First off, have any of you ever noticed that I always capitalize each word of my post titles? (I am betting that a certain vice-principal, writer-extraordinaire, reader has! haha) I love punctuation, if you haven't already noticed. I found James Frey's 'A Million Little Pieces' utterly fascinating because of the way it was punctuated. Check it out and you'll see what I mean. It's my geeky way of being literarily-rebellious. (And look-I just made up a new word!) I also like to end sentences with prepositions. Take that, eight grade English teacher, Mrs. Woodard. I'd like to see one of your appliqued sweaters and your pointer stick try to be so daring...ha!
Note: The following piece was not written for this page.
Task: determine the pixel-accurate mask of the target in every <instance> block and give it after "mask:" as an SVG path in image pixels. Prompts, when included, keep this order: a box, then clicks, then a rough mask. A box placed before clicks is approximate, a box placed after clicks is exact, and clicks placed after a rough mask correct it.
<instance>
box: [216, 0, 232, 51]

Okay, back to the point of this post. Yes, I seem to be lagging quite a bit between blog entries. I think of something to write at least once each day, but I can't quite wrap my brain around taking the time to sit down and let it spill out. (A-ha! Another sentence ending in a preposition!!)
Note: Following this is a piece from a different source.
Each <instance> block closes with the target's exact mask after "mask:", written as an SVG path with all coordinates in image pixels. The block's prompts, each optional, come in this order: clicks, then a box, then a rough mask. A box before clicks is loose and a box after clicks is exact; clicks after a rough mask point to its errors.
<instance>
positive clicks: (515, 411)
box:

I think part of the problem is that most of what I am thinking about seems too personal to open up about. (Yes, 'about' is a preposition) It's not that I don't feel comfortable writing about these things, it's just that I am pretty sure I'd feel obligated to qualify each feeling with an 'I realize I am very lucky,' or 'I wouldn't change my life if I could,' yada, yada, yada. You know...all of those things the guilt of society makes us feel we have to say. It's not that I am not thankful for being so blessed in many ways, or that I'd change things if I could, it's just that, dang it, sometimes I want to expand upon the feeling of, 'This SUCKS,' or 'Why me?' Yes, I realize I do that to an extent, but sometimes you just feel like having an all-out, sprawled on the ground, kicking and screaming, two-year-old, temper tantrum, ya know?
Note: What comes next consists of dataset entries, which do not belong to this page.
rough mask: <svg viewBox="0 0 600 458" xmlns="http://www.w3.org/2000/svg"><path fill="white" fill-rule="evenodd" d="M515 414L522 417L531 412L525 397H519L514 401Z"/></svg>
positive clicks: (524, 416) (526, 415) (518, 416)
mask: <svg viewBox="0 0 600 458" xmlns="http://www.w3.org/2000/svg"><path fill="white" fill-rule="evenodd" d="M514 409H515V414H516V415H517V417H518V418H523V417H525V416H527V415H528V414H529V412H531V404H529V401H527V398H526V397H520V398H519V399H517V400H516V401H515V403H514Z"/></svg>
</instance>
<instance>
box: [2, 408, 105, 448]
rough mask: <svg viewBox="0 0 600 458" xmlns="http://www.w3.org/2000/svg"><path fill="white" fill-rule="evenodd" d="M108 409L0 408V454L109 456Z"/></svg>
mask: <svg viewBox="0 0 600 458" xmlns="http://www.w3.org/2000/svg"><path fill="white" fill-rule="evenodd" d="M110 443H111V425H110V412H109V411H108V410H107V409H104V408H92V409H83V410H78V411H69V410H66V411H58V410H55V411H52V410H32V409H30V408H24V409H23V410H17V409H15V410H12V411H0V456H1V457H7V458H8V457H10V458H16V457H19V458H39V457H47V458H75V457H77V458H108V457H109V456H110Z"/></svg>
So what do you do when you're feeling the stress? You high-tail it out of town, that's what. On Wednesday night the other half (who has been lacking in spontaneity the past five or so years) said, 'Why don't we go somewhere for the long weekend?' Sounds great to me, as I'm always up for a road trip, but, uh, it's Memorial Day weekend; one of the busiest weekends of the year. Well, since we like to do it up stress-style 'round here, we searched for a rental house until finally finding one in Mendocino at 5pm on Thursday night. We were packed and in the car by 5:18 and on our way up the coast. We stayed in an amazing house the first two nights. It even had a full-size arcade game programmed with all of the oldies like Burgertime, Space Invaders, Joust, and Jungle Hunt. We lounged around, went to the farmer's market and saw more dreadlocks on pre-pubescent kids than I've ever seen in my lifetime. I finished my second book in over a year (so sad that I've lost my ability to take time to read). I read TWO People magazines. We hot tubbed. We saw wild turkeys. We ate a feck-load of bacon. We danced to Pandora. We left food on the counters without worrying that a dog or cat was going to eat it. But perhaps most important, the other half and I co-parented better than we have in a very long time. He stepped up to the plate with the boys way more than he has in quite awhile, and I really, really, REALLY needed that from him. I've come to realize that part of my problem (only part, not all...there is no blame game going on here) is that I take my frustrations out on the kids and become overly-stressed with them because I am frustrated with him. I have felt like I am the one constantly dealing with the struggle that is getting M dressed (and subsequently, often being hit), or taking him to appointments; or the only one responding to B's relentless whining and requests. I suspect the other half has finally noticed my resolve crumbling. Heck, who are we kidding? It's not just crumbling, it's coming down in a torrential landslide at this point.
We were so sad to have to check out of our little paradise less than two days after we'd gotten there that we decided to find another rental for another two days. The second house was not nearly as plush as the first, but it was very family-centric in its layout and ended up working out very well for us. Television was not a focus on this house, so we took walks, collected wildflowers, and played in the yard. The second house struck a chord with us because the owners had noted in their guest book that their son had been born with a serious heart defect that had resulted in several surgeries and ultimately, a heart transplant. The family wrote that they did not know how long their son would be on this earth, so they built the home knowing that they needed a place to make cherished memories and to get away from the stress, worries and fears of home. My gosh, could we not relate! The other half and I both noted that you could really feel the presence of the little boy in that house. I do not know if he is still physically present on this earth, but I sense that he will always fill the rooms of that house no matter what.
We took the scenic, coastal route home; anything to extend the familial high we seemed to be on.
When we got close to home you could sense that we all felt the anxiety rising once again. The worst part was that M started crying when we turned onto our street.
We dreamed of a vacation getaway similar to those we rented. We spoke of ways to continue that feeling of being on vacation in order to help us through the tough times. We decided that we need to visit places like Mendocino more often. Places that give us that peace our bodies need in order to stay healthy; places that bring us together as a family and remind us that we do love each other and that we are, after all, quite blessed.